AAAI2026
MedSpaformer: A Transferable Transformer with Multi-Granularity Token Sparsification for Medical Time Series Classification
Jiexia Ye, Weiqi Zhang, Ziyue Li, Jia Li, Fugee Tsung
1 citation
Abstract
Accurate medical time series (MedTS) classification is essential for effective clinical diagnosis, yet remains challenging due to complex multi-channel temporal dependencies, information redundancy, and label scarcity. While transformerbased models have shown promise in time series analysis, most are designed for forecasting tasks and fail to fully exploit the unique characteristics of MedTS. In this paper, we introduce MedSpaformer, a transformer-based framework tailored for MedTS classification. It incorporates a sparse tokenbased dual-attention mechanism that enables global context modeling and token sparsification, allowing dynamic feature refinement by focusing on informative tokens while reducing redundancy.
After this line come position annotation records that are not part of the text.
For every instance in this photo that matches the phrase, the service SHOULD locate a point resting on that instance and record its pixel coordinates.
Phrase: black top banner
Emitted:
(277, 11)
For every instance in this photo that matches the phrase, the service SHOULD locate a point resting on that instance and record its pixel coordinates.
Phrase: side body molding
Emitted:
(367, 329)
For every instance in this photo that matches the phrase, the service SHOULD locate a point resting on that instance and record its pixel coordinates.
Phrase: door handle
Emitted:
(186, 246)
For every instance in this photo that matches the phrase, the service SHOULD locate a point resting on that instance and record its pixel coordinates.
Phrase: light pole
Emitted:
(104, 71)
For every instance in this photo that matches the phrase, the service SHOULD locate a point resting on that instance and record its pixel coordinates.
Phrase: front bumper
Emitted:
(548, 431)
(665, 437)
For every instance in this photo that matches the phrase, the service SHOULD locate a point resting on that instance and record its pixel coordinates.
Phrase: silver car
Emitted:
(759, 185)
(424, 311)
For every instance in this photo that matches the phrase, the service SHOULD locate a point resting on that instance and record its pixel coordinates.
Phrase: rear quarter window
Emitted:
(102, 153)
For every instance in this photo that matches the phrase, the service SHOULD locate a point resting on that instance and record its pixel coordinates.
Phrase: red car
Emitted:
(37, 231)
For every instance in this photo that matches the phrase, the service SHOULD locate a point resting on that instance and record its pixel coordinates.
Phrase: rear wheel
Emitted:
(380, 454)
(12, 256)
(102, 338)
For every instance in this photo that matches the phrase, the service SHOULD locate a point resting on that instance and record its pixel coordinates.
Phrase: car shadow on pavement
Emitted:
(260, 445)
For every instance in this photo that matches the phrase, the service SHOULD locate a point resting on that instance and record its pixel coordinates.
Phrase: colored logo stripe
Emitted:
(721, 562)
This mechanism is integrated into a multi-granularity cross-channel encoding scheme to capture intra-and inter-granularity temporal dependencies and interchannel correlations, enabling progressive refinement of taskrelevant patterns in medical signals. The sparsification design allows our model to flexibly accommodate inputs with variable lengths and channel dimensions. We also introduce an adaptive label encoder to extract label semantics and address cross-dataset label space misalignment. Together, these components enhance the model's transferability across heterogeneous medical datasets, which helps alleviate the challenge of label scarcity. Our model outperforms 13 baselines across 7 medical datasets under supervised learning. It also excels in few-shot learning and demonstrates zero-shot capability in both in-domain and cross-domain diagnostics. These results highlight MedSpaformer's robustness and its potential as a unified solution for MedTS classification across diverse settings. The code is provided in the supplementary material.